Prometheus & Grafana
The default open-source monitoring stack - from first scrape to production-grade alerting and dashboards
Prometheus & Grafana
Prometheus is an open-source time-series database and monitoring system. Grafana is a visualization platform that connects to Prometheus (and other data sources) to build dashboards and alerts. Together they're the default open-source monitoring stack.
Why This Stack
| Without metrics | With Prometheus + Grafana |
|---|---|
| Reactive: users tell you it's broken | Proactive: alerts fire before users notice |
top and tail -f on a box | One dashboard for every service |
| No baseline for "normal" | Histograms and percentiles for every endpoint |
| Capacity planning by guess | Capacity planning from actual usage trends |
The Architecture
┌─────────────┐ ┌─────────────┐ ┌─────────────┐
│ App+/metrics│ │Node Exporter│ │ cAdvisor │
└──────┬──────┘ └──────┬──────┘ └──────┬──────┘
│ │ │
└────────────────┼────────────────┘
│ pull (scrape)
┌──────▼──────┐
│ Prometheus │ (TSDB + PromQL)
└──────┬──────┘
│ query
┌─────────┼─────────┐
▼ ▼
┌────────────┐ ┌────────────┐
│ Grafana │ │Alertmanager│
│(Dashboards)│ │ (Alerts) │
└────────────┘ └────────────┘Two ideas to internalize:
- Pull, not push. Prometheus scrapes
GET /metricson a schedule. Apps don't push. - Labels are dimensions. A metric
http_requests_totalwith labels{method, path, status}becomes a multi-dimensional dataset you can slice with PromQL.
Learning Path
Read in this order if you're new — each page builds on the previous one.
1. Getting Started
Stand up the stack with Docker Compose; scrape your first target
2. Instrumentation
Metric types and instrumenting a real app
3. PromQL
The query language - rates, percentiles, and the patterns you'll use daily
4. Alerting
Alert rules and Alertmanager routing
5. Grafana Dashboards
Data sources, panels, dashboard design, USE/RED/Golden Signals
6. Best Practices
Cardinality, recording rules, retention, federation, long-term storage
When NOT to Use Prometheus
It's the right default, but not the only option:
- Massive cardinality / per-user metrics? Prometheus struggles. Look at ClickHouse-based stacks (Cube, Aperture), or commercial APM (Datadog, New Relic).

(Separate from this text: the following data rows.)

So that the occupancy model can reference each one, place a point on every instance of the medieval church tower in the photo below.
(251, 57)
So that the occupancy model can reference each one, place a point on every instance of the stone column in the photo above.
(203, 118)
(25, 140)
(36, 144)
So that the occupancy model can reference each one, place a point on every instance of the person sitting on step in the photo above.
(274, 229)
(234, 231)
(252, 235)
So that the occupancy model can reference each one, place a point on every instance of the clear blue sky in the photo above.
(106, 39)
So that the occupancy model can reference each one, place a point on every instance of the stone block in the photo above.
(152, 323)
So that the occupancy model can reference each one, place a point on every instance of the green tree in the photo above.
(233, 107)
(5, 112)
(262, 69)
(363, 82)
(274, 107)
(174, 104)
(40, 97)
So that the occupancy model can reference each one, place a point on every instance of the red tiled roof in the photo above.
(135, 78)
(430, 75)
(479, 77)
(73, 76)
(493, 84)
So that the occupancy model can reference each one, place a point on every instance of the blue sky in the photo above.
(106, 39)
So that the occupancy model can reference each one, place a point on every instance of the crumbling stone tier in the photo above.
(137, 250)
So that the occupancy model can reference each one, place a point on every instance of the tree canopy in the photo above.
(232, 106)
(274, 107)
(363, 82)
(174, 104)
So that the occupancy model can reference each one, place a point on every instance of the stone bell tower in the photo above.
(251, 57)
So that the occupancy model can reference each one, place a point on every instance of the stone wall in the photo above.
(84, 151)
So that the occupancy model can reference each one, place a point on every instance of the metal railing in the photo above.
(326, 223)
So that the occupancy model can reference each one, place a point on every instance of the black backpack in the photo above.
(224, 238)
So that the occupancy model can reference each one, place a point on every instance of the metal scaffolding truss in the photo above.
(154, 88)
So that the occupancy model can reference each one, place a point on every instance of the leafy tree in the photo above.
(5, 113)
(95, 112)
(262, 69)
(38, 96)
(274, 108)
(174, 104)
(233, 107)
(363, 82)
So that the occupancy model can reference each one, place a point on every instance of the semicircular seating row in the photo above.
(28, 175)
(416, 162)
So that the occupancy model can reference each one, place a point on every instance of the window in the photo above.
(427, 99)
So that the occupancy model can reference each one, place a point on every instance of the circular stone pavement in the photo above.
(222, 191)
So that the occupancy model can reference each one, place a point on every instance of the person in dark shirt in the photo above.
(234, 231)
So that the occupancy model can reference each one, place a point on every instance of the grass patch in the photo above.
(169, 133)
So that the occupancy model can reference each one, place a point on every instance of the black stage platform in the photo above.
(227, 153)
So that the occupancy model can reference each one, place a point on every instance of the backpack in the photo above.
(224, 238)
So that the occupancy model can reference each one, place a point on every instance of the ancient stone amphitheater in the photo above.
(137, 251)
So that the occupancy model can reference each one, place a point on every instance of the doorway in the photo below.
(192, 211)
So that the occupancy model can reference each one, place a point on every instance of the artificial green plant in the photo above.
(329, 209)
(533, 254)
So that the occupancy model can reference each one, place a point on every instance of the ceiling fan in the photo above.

- You want logs + traces + metrics in one place? Grafana's broader stack (Loki for logs, Tempo for traces) or an APM SaaS.
- You can't run servers? Managed Prometheus exists — AWS Managed Prometheus, Grafana Cloud, Chronosphere.
Prometheus collects metrics: numeric time-series sampled over time. For logs (string events) use Loki / Elasticsearch / a SaaS; for traces (request paths through services) use Tempo / Jaeger. Together they form the "three pillars of observability."